GDC Pioneer Award to Nolan Bushnell Revoked

The Games Developer Conference is taking a step forward in showing solidarity among game developers, and helping promote a safer work environment for all, by rescinding it's offer to give the 'Pioneer Award' to Nolan Bushnell.

Bushnell co-founded Atari in 1972 and the company became the epicenter of the gaming industry throughout the late 70's and 80's. The company is attempting to make a comeback with a new console set to hit the market. Yesterday, GDC made the announcement that it was give the award, and within hours #MeToo stories were circulating Twitter regarding Bushnell's past. The hashtag #notnolan appeared to help spread the word.

His behavior at Atari has been well known. Antics were documented in books like 'The Ultimate History of Video Games.' Bushnell held meetings in hot tubs and would try to convince women to join in. He would comment on women's figures, even calling one out in Playboy magazine - Darlene (also the code-name for Pong). Quoted from the San Fransisco Chronicle “I find the aura of power and money is very intimidating to an awful number of girls.”

The GDC quickly responded stating that their voting board was not aware of his behavior, as well documented as it was, and their committee met to address the situation.
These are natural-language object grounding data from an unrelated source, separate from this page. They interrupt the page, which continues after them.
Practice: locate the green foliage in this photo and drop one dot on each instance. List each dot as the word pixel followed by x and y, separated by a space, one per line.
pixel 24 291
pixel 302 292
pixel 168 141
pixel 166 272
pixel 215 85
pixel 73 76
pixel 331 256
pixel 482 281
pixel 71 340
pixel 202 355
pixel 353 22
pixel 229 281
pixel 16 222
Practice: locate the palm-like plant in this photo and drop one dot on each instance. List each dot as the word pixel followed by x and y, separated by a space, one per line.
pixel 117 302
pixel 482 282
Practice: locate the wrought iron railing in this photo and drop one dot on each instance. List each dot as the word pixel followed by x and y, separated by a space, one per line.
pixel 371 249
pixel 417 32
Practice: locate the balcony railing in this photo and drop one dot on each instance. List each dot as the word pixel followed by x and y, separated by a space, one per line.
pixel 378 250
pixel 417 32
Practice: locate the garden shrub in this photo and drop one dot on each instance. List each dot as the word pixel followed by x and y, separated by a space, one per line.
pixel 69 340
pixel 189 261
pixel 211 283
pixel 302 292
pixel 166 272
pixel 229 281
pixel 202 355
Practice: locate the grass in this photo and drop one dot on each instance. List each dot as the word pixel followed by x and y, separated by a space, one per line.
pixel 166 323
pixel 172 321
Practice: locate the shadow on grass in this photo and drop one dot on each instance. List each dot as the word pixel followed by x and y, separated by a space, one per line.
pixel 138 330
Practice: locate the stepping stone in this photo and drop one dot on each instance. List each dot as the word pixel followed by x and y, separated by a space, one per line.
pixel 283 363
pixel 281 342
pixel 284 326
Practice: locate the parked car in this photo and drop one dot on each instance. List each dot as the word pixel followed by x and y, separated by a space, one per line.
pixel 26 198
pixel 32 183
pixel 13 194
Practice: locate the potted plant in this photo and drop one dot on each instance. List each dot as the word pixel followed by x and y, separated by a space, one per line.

In a statement released yesterday, they have decided to not present the award this year. Instead it was be dedicated to "honor the pioneering and unheard of voices of the past." They want the award to represent the values of today's gaming industry (which is still questionable).

For those who have spoken up against the award recipient, it is important to note that most are not dismissing Bushnell's influence on video games. He did a lot to put games on the map. We wouldn't be here today if it weren't for people like Bushnell at the helm. It doesn't excuse his past behavior, but we're not ignoring his contributions either. We can honor the man, but this is not the year nor the time for it.

Bushnell released a response yesterday that could be best described as "adequate." There's the standard "if my actions offended anyone" comment at the end that we're use to seeing now (and now roll our eyes at because we know it's not really heartfelt/sincere), but the content before that was nicely worded.